So far every file I have tested resulted in this error.

Luuk3333 avatar Sep 18 '18 08:09 Luuk3333

If you take a look at the release history of reportlab, this lines up with the start of this issue. I downgraded report lab and got it working.

https://pypi.org/project/reportlab/#history

I only tried 3.4.0 and it worked, and didn't keep going.

sirdavidwong avatar Sep 26 '18 04:09 sirdavidwong

Can confirm it's working with reportlab 3.4.0. I also tried 3.5.0, 3.5.1, 3.5.2, and 3.5.4 without success (same error as above).

Luuk3333 avatar Sep 26 '18 09:09 Luuk3333

Same problem here on Ubuntu 16.04, and the reportlab downgrade to 3.4.0 fixed it. I had to uninstall the installed version, and them installed the old version, as follow:

pip uninstall reportlab
pip install reportlab==3.4.0

douglascrp avatar Nov 01 '18 18:11 douglascrp

Can confirm this fix, too.
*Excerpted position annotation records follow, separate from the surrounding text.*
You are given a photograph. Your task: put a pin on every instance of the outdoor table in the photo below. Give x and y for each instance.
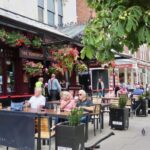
(46, 112)
(17, 129)
(57, 102)
(107, 100)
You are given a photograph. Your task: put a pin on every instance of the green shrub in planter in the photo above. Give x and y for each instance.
(119, 116)
(72, 134)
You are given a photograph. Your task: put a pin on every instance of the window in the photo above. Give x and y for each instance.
(51, 12)
(60, 12)
(1, 78)
(10, 76)
(41, 10)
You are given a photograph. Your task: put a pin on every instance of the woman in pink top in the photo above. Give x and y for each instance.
(67, 102)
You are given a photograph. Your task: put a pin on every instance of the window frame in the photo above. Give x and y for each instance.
(60, 13)
(52, 12)
(41, 6)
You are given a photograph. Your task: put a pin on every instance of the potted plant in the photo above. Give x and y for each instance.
(143, 102)
(71, 134)
(119, 115)
(147, 97)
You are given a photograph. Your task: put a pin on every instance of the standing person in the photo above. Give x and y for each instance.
(54, 88)
(39, 83)
(38, 100)
(100, 87)
(85, 104)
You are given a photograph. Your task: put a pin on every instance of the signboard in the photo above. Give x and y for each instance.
(32, 54)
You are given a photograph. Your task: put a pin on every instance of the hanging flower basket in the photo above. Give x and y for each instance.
(32, 68)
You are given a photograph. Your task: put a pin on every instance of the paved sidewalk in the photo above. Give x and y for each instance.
(131, 139)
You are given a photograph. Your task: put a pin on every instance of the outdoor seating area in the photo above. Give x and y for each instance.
(43, 120)
(74, 74)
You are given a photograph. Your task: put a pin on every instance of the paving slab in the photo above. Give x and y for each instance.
(131, 139)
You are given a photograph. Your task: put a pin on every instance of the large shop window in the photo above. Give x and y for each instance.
(51, 12)
(10, 76)
(1, 78)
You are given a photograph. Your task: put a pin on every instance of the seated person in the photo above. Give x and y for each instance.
(38, 100)
(86, 104)
(67, 102)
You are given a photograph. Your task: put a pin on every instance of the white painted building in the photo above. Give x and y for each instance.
(51, 12)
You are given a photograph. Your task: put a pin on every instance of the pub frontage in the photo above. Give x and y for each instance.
(23, 44)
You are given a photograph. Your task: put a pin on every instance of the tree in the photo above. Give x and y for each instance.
(118, 23)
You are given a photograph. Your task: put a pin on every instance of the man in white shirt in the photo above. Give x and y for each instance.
(38, 100)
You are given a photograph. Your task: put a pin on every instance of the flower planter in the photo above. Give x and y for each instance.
(119, 118)
(70, 136)
(143, 109)
(148, 106)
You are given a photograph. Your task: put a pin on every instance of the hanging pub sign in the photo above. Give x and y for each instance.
(31, 54)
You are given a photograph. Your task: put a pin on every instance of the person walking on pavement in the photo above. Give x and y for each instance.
(100, 87)
(54, 88)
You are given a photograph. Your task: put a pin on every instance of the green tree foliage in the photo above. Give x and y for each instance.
(117, 23)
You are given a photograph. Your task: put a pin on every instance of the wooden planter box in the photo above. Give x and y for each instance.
(70, 137)
(119, 118)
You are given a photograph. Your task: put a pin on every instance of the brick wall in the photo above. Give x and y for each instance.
(84, 13)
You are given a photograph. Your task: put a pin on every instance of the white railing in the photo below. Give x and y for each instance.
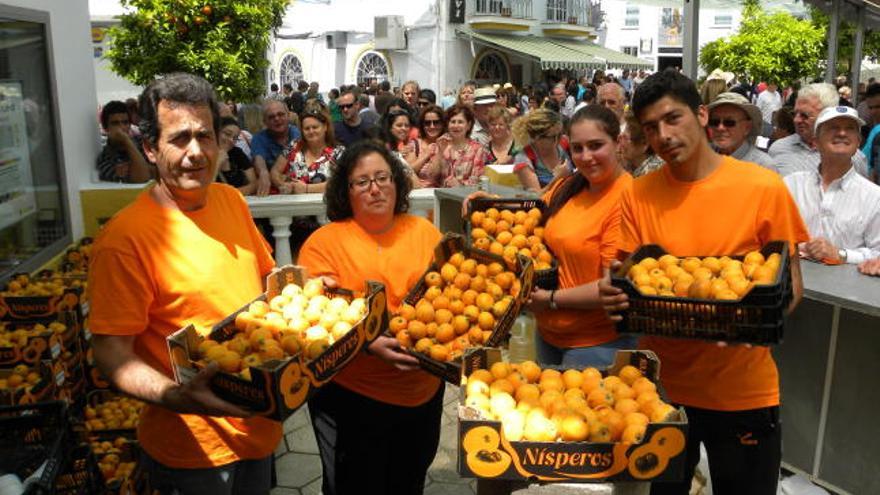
(281, 208)
(518, 9)
(569, 11)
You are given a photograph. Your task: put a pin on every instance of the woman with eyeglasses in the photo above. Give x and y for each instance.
(460, 160)
(234, 167)
(307, 166)
(502, 147)
(377, 423)
(545, 150)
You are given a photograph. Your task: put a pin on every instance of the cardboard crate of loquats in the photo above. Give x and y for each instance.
(276, 388)
(486, 449)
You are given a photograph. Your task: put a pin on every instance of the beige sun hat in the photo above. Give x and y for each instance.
(740, 101)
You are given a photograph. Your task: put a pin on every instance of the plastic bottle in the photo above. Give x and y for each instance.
(521, 346)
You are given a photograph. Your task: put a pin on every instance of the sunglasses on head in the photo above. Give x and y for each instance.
(728, 123)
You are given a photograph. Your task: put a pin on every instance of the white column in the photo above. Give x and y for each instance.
(281, 233)
(691, 38)
(831, 70)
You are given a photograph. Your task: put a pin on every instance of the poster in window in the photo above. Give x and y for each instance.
(456, 11)
(16, 182)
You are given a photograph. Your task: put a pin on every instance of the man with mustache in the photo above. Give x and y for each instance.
(798, 152)
(701, 204)
(185, 251)
(841, 208)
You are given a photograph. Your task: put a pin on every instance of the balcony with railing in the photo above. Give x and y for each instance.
(501, 15)
(568, 18)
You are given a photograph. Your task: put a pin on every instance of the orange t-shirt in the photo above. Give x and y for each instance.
(154, 270)
(736, 209)
(345, 252)
(583, 236)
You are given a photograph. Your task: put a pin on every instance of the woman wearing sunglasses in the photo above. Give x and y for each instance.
(377, 422)
(545, 152)
(306, 168)
(431, 127)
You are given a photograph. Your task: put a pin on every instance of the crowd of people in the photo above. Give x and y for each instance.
(619, 163)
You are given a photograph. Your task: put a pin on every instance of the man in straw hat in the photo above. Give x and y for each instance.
(733, 125)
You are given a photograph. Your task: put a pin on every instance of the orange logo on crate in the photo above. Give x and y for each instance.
(490, 454)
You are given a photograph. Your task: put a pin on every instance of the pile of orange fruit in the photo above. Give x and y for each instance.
(721, 278)
(299, 319)
(22, 376)
(546, 405)
(113, 414)
(112, 467)
(507, 233)
(460, 308)
(19, 336)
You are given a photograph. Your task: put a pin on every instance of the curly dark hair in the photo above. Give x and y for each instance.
(179, 88)
(668, 82)
(336, 194)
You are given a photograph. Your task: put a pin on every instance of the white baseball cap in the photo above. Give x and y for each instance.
(836, 113)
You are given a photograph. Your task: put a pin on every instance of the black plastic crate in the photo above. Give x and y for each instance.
(34, 436)
(756, 318)
(545, 279)
(81, 475)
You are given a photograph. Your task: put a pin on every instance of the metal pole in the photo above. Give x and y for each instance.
(691, 38)
(858, 41)
(831, 70)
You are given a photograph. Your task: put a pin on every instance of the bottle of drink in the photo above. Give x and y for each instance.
(521, 346)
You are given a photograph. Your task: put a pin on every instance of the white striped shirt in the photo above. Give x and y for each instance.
(791, 154)
(847, 214)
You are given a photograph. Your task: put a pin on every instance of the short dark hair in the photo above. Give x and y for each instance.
(873, 90)
(428, 94)
(669, 83)
(179, 88)
(431, 109)
(111, 108)
(336, 195)
(456, 109)
(228, 120)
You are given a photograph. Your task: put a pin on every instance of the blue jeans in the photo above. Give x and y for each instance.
(600, 356)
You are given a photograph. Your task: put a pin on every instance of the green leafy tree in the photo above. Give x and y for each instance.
(768, 47)
(224, 41)
(845, 40)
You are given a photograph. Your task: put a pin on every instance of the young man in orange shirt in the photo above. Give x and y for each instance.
(186, 251)
(704, 204)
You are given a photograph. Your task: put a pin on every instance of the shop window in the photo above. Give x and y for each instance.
(491, 69)
(33, 219)
(371, 68)
(291, 71)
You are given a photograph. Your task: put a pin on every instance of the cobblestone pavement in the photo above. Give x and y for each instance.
(299, 468)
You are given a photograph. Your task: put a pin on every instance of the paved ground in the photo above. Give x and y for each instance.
(299, 468)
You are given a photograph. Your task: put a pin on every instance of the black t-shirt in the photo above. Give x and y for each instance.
(238, 163)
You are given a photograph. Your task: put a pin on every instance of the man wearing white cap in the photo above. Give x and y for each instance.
(840, 207)
(484, 100)
(733, 125)
(797, 152)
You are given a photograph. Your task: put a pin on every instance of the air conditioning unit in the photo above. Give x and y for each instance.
(336, 40)
(389, 32)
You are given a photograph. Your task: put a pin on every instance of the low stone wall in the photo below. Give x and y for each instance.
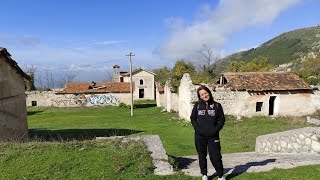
(52, 99)
(303, 140)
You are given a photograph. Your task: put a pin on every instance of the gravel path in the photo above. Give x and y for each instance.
(237, 163)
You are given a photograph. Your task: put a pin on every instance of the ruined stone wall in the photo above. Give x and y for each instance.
(233, 102)
(304, 140)
(51, 99)
(243, 103)
(13, 114)
(187, 97)
(174, 102)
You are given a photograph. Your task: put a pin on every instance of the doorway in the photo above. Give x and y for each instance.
(141, 93)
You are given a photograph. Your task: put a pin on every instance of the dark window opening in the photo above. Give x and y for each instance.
(141, 93)
(33, 103)
(271, 105)
(222, 80)
(259, 106)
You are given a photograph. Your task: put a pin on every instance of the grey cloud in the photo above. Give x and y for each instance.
(212, 26)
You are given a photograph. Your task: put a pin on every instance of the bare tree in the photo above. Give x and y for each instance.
(208, 55)
(30, 70)
(108, 76)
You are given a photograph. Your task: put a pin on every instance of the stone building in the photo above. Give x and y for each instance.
(247, 94)
(265, 93)
(143, 79)
(13, 113)
(77, 94)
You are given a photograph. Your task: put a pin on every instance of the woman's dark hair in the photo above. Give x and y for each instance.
(202, 87)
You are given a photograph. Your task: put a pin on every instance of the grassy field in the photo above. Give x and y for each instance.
(62, 145)
(176, 134)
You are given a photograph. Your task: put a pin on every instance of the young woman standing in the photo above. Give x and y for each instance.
(207, 119)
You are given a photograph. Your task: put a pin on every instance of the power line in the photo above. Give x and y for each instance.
(78, 66)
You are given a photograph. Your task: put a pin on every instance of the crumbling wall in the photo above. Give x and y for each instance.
(13, 114)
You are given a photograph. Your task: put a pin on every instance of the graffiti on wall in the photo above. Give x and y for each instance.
(103, 100)
(66, 101)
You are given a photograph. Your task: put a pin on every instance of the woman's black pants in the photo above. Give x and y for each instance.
(203, 144)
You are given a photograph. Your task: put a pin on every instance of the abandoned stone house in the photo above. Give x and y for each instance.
(82, 94)
(266, 93)
(13, 113)
(247, 94)
(143, 79)
(101, 93)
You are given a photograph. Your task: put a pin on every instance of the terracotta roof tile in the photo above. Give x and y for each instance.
(264, 81)
(100, 87)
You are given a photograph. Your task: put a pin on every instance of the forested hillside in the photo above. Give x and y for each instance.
(290, 50)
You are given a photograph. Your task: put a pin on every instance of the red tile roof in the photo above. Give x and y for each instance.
(100, 87)
(264, 81)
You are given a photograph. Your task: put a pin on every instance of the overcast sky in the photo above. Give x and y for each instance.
(89, 37)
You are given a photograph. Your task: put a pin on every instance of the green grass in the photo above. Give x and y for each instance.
(310, 172)
(62, 145)
(103, 159)
(176, 134)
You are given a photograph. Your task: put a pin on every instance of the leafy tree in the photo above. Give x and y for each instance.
(162, 74)
(235, 66)
(259, 64)
(178, 70)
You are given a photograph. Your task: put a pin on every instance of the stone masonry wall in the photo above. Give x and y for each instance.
(13, 113)
(304, 140)
(241, 103)
(51, 99)
(187, 96)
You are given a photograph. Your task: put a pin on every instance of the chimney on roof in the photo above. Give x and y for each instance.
(116, 73)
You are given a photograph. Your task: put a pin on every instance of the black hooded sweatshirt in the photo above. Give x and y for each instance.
(207, 120)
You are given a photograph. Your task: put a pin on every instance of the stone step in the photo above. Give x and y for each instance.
(236, 163)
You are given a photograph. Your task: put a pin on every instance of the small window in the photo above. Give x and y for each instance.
(33, 103)
(259, 106)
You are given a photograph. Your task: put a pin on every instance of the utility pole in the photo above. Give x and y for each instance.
(130, 55)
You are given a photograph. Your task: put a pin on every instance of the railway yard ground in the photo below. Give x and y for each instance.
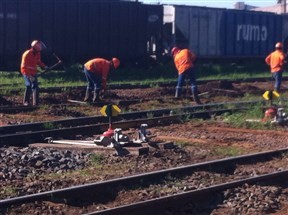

So big question is what changed in reportlab which rendered this useless. @christmasjumper you should consider renaming your issue

f0rdprefect avatar Nov 23 '18 13:11 f0rdprefect

in reportlab/platypus/paragraph.py version 3.5.59

I comment-outed below lines, line1803 to 1807. Then I could use paragraph!

def wrap(self, availWidth, availHeight):
    # if availWidth<_FUZZ:
    #     #we cannot fit here
    #     return 0, 0x7fffffff
    # work out widths array for breaking

amixedcolor avatar Apr 12 '22 06:04 amixedcolor

_FUZZ is assigned in reportlab/rl_settings, it's 1e-6. I use wrap function via table.wrapOn, through the think of it, the second argument of wrap, availWidth, is the coordinate of table, in most of the explains. Maybe so, it cause issue.

amixedcolor avatar Apr 12 '22 06:04 amixedcolor

This was happening on p.drawOn() after I had called p.wrap() with availWidth=0. In my case the paragraph text was an empty string anyway, which might have contributed to the zero width. This condition was silently ignored in version 3.4.0. Causes this freaky error with 3.6.12:

File "/usr/local/lib/python3.10/dist-packages/reportlab/platypus/paragraph.py", line 2464, in drawPara
  blPara = self.blPara
AttributeError: 'Paragraph' object has no attribute 'blPara'

Thanks @amixedcolor for your explorations, which helped me get to the bottom of this.

BobStein avatar Nov 28 '22 02:11 BobStein